Miniaturową
cud machinę parową własnej konstrukcji w lutym 1870 roku miał zamiar
zaprezentować torunianom „prof. Eisner z Tryestu”. Anonsował się w prasie:
pokaz w mieszkaniu swym w hotelu Sanssouci. Machina jest niezwykle użyteczna,
bo napędza nie tylko sikawę pożarową z podwójną pompą, ale też porusza przyrząd
do robienia lodów, masła, machinę do szycia itd. Prasa donosiła, iż machina prof.
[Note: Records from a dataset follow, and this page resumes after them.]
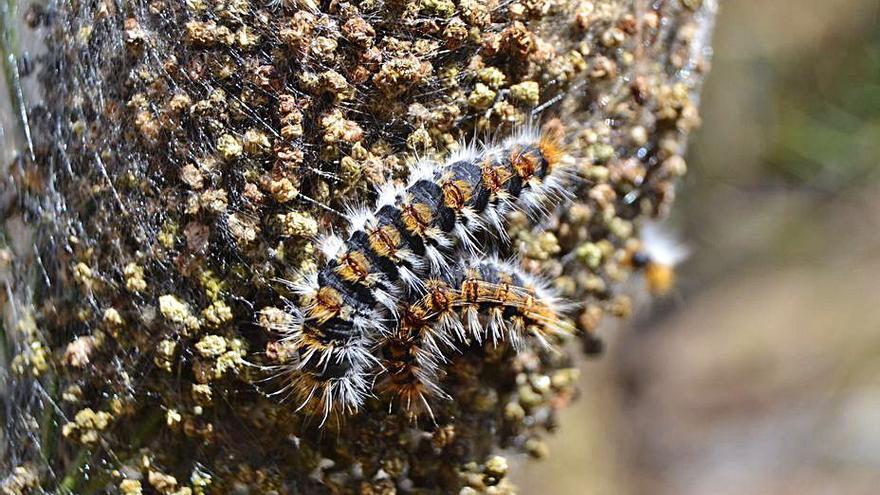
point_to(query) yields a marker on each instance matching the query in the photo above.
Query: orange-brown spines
(439, 298)
(385, 241)
(456, 194)
(416, 217)
(324, 304)
(494, 177)
(524, 162)
(550, 145)
(353, 267)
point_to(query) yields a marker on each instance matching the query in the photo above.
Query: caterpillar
(396, 251)
(482, 301)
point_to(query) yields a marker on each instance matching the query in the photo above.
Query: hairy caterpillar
(488, 300)
(396, 251)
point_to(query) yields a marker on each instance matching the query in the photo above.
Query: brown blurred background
(761, 373)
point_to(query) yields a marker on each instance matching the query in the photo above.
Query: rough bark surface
(181, 159)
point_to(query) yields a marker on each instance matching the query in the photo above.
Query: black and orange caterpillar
(375, 282)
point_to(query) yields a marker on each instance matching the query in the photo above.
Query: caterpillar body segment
(396, 255)
(485, 301)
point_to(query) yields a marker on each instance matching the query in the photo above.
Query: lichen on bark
(185, 155)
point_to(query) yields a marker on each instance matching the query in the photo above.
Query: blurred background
(760, 374)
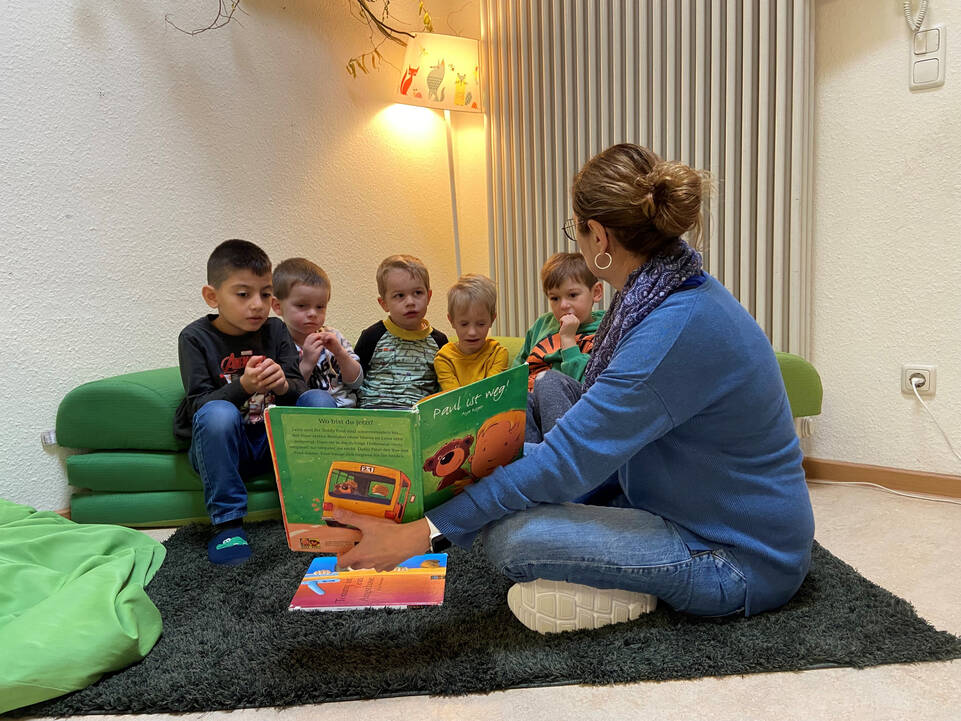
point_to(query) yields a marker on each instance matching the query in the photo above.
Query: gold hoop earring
(609, 261)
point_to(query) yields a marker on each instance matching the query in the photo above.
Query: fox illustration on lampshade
(441, 71)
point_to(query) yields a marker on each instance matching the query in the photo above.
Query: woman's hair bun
(670, 197)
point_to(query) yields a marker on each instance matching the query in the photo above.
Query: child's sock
(229, 545)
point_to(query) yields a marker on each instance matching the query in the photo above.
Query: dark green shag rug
(230, 642)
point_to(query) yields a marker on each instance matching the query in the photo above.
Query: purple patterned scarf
(645, 289)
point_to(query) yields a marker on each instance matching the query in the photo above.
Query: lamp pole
(453, 191)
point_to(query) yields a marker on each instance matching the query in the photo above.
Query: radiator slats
(723, 85)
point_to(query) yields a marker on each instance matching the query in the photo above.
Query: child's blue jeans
(224, 450)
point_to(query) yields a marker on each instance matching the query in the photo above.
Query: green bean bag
(72, 603)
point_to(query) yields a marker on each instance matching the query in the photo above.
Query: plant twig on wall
(225, 14)
(364, 62)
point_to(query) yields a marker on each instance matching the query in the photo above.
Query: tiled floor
(907, 546)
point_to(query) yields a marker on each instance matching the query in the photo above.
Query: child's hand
(569, 325)
(272, 377)
(331, 342)
(313, 346)
(250, 379)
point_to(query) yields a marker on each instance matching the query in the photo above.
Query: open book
(418, 581)
(393, 464)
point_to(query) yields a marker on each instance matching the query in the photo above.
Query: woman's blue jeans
(601, 541)
(224, 450)
(612, 547)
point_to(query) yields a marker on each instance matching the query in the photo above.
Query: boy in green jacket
(562, 339)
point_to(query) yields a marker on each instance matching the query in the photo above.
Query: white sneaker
(553, 606)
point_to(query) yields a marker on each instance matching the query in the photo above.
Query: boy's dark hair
(566, 266)
(233, 255)
(292, 271)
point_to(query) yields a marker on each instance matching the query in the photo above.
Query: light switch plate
(926, 58)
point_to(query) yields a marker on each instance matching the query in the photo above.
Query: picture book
(393, 464)
(418, 581)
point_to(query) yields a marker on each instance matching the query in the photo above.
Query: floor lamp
(443, 72)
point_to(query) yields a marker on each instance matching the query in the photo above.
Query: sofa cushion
(132, 471)
(135, 410)
(162, 508)
(803, 385)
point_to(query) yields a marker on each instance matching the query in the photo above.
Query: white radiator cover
(722, 85)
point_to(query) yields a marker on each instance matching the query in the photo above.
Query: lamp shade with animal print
(441, 71)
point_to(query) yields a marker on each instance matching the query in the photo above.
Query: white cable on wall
(915, 22)
(914, 386)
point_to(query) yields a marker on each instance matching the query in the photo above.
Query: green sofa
(136, 472)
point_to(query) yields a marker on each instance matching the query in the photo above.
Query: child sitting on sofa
(397, 353)
(233, 364)
(327, 362)
(471, 309)
(562, 338)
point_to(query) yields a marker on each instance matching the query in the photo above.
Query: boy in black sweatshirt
(233, 365)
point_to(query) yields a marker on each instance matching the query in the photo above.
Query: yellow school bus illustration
(372, 490)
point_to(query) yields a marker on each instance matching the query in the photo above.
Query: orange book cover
(418, 581)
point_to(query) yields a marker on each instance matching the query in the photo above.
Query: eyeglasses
(570, 228)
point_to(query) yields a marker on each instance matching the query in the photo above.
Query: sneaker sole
(554, 606)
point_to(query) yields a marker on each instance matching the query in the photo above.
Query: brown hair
(646, 202)
(409, 263)
(566, 266)
(472, 288)
(292, 271)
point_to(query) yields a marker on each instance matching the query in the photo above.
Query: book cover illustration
(418, 581)
(392, 464)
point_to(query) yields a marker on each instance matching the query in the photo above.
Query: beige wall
(129, 149)
(887, 237)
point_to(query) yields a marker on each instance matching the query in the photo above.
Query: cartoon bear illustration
(498, 442)
(447, 461)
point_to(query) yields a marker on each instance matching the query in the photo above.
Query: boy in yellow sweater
(471, 309)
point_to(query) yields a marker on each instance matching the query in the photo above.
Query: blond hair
(292, 271)
(647, 203)
(469, 289)
(407, 263)
(566, 266)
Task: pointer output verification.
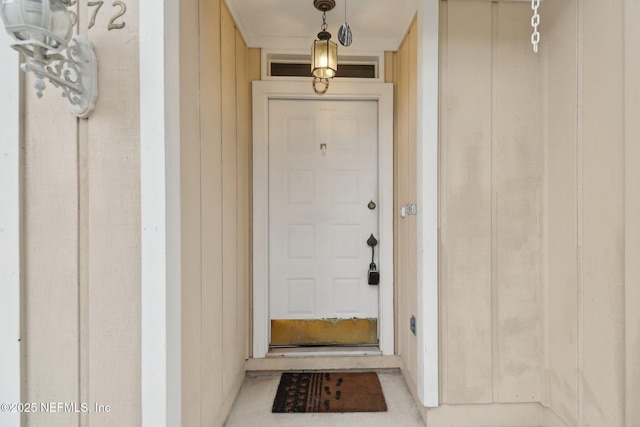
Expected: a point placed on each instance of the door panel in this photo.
(323, 160)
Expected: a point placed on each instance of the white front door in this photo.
(323, 197)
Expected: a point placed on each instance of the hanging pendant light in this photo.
(324, 52)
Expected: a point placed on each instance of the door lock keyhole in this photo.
(373, 274)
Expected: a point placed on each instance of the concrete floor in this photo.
(253, 407)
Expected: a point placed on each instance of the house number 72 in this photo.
(113, 25)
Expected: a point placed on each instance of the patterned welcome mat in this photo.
(329, 392)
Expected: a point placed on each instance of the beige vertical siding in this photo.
(50, 286)
(632, 212)
(586, 213)
(110, 226)
(82, 240)
(491, 170)
(216, 128)
(403, 74)
(491, 181)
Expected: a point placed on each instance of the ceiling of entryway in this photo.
(376, 25)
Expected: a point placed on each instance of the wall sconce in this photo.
(42, 30)
(324, 52)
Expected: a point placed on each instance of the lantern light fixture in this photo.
(324, 52)
(42, 30)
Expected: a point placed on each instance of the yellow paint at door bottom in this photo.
(292, 332)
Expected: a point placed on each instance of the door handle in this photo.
(373, 274)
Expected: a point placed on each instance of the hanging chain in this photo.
(535, 21)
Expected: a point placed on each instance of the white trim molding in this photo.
(263, 91)
(427, 158)
(10, 137)
(160, 205)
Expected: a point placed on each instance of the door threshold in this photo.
(328, 361)
(324, 351)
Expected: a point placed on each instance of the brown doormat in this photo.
(329, 392)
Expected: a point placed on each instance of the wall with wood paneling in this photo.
(490, 205)
(591, 200)
(217, 68)
(81, 242)
(491, 168)
(402, 72)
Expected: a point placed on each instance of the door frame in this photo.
(263, 92)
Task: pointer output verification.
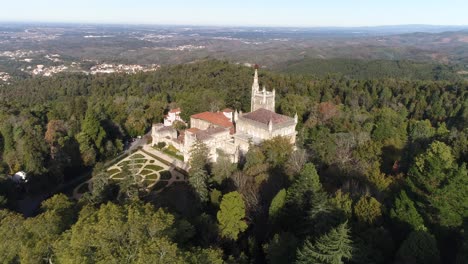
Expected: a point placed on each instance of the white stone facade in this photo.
(232, 132)
(172, 116)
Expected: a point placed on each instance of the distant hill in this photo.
(372, 69)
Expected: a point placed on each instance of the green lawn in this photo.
(153, 176)
(146, 172)
(137, 156)
(173, 154)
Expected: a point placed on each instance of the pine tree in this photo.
(406, 212)
(277, 204)
(330, 248)
(419, 247)
(231, 215)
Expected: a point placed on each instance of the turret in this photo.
(255, 85)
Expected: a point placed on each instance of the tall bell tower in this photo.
(261, 98)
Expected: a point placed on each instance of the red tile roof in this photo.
(193, 130)
(217, 118)
(264, 116)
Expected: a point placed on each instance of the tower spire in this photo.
(255, 85)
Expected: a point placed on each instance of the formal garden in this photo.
(147, 169)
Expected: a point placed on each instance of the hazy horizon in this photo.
(294, 13)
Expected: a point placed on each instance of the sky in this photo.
(300, 13)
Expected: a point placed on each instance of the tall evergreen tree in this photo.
(231, 215)
(331, 248)
(406, 213)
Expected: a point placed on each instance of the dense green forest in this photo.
(379, 174)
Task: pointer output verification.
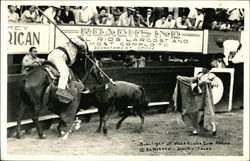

Eisnera wszędzie „doznawała pochlebnego sądu znawców, a liczne świadectwa
dyrektorów szkół polecają wykład i okaz profesora jako pouczający dla laików i
szkolnej młodzieży”.
Warto zwrócić uwagę na miejsce wspomnianych wykładów – miejscowy hotel. W tym czasie (2. połowa XIX w.) powszechne było świadczenie różnego rodzaju usług przez wędrownych specjalistów właśnie w hotelowych pokojach i salach. W hotelach organizowano okazjonalne wyprzedaże towarów różnych firm spoza Torunia, najczęściej w okresach wiosennych i jesiennych jarmarków, świąt Bożego Narodzenia, także latem. Tu swoje zawodowe czynności sprawowali zamiejscowi lekarze, dentyści, odbywały się kursy kupieckie i inne. W hotelach można było odwiedzać wędrowne wystawy malarstwa, często połączone z aukcjami dzieł sztuki.